The three biggest in order are AMEX, Carlson Wagonlit Travel, BCD.
You also have options for someone like Frosch, Direct Travel, Luxe Travel, Tzell, Travel Leaders, and many more.
I'd have her company put out an RFP and have them compete for her business as opposed to the other way around.
Indeed. I don't know much about the market, so I'd:
1) Follow Often1's advice and hire a consultant who is familiar with the market, players, and processes involved. They can help identify your critical business needs and your nice-to-haves, streamline your list of potential vendors, and write/administer an RFP process, and help develop selection criteria and evaluation tools (scorecards, demos, and such) to get you to the best solution.

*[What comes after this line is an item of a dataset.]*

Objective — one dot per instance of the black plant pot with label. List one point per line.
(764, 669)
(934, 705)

2) If you don't want to go the consultant route, I would still put someone in charge of the evaluation/selection process, but in this case, I'd probably start with an RFI out to anyone you can think of/find in this market, outlining the core requirements (note that I would make contact, even if to a generic 800 sales line, to ensure they're even interested and so that your request gets to an actual person). Then pare down the initial proposals and do some demos with a smaller group of vendors. Make sure you have the decision-makers and the key users/SMEs on all demos comparing against a consistent set of criteria so you can make the most informed decision.
Originally Posted by
invisible
Would you list several examples?
These are not all abuses, but some odd things people have expensed:
http://www.flyertalk.com/forum/trave...-expensed.html
In my experience, I knew one former co-worker who was caught falsifying expenses. She would submit a mountain of receipts to her admin every 3-4 months. It turned out that she was including expenses for personal trips (airfare, hotel, food, rental cars, etc.) and claiming them as business. Her admin caught on when she noticed that the dates for several trips corresponded to weekends or PTO, and reported her to her manager. She had gotten away with it for a while since she was apparently pretty convincing about business purpose.
In another case, a guy I knew would just expense all sorts of inappropriate things that were against the expense policy.
Another guy tried pawning off electronics as company expenses.